🤖 AI Summary
To address the high latency and computational cost in simultaneous speech-to-text translation (SimulST) caused by dialogue-based modeling and large language model (LLM) inference for read/write decisions, this paper proposes a perception-driven streaming decision mechanism—mimicking human interpreters’ real-time identification of semantic units and triggering of translation within continuous speech streams. Departing from dialogue-style training, our method integrates lightweight speech perception and semantic boundary detection modules into an end-to-end trainable, low-overhead decision architecture. Evaluated on multiple SimulST benchmarks, it achieves superior quality-latency trade-offs (ALTO), reducing average latency by 42% and accelerating decision speed by 9.6× over SOTA methods, without sacrificing translation quality. The core contribution is the first integration of cognitively inspired, perception-driven decision-making into SimulST—enabling efficient, robust, and human-intuitive streaming translation.
📝 Abstract
How to make human-interpreter-like read/write decisions for simultaneous speech translation (SimulST) systems? Current state-of-the-art systems formulate SimulST as a multi-turn dialogue task, requiring specialized interleaved training data and relying on computationally expensive large language model (LLM) inference for decision-making.
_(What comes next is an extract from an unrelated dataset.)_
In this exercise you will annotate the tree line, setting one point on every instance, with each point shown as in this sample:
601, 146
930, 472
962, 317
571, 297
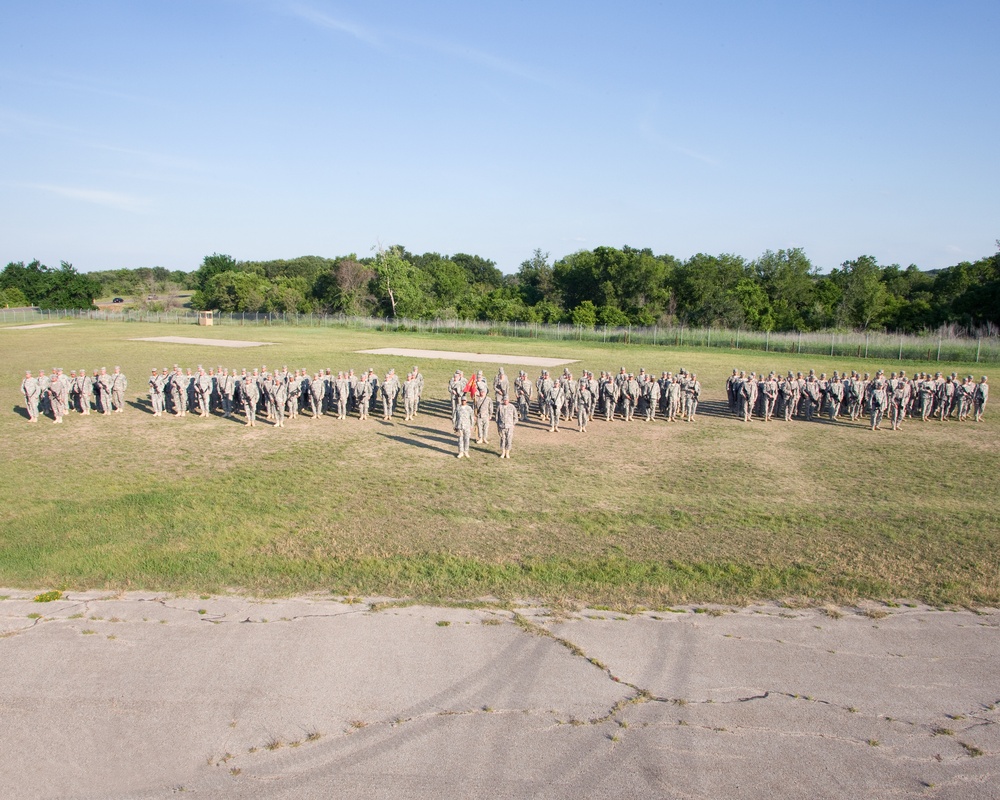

In this paper, we propose SimulSense, a novel framework for SimulST that mimics human interpreters by continuously reading input speech and triggering write decisions to produce translation when a new sense unit is perceived. Experiments against two state-of-the-art baseline systems demonstrate that our proposed method achieves a superior quality-latency tradeoff and substantially improved real-time efficiency, where its decision-making is up to 9.6x faster than the baselines.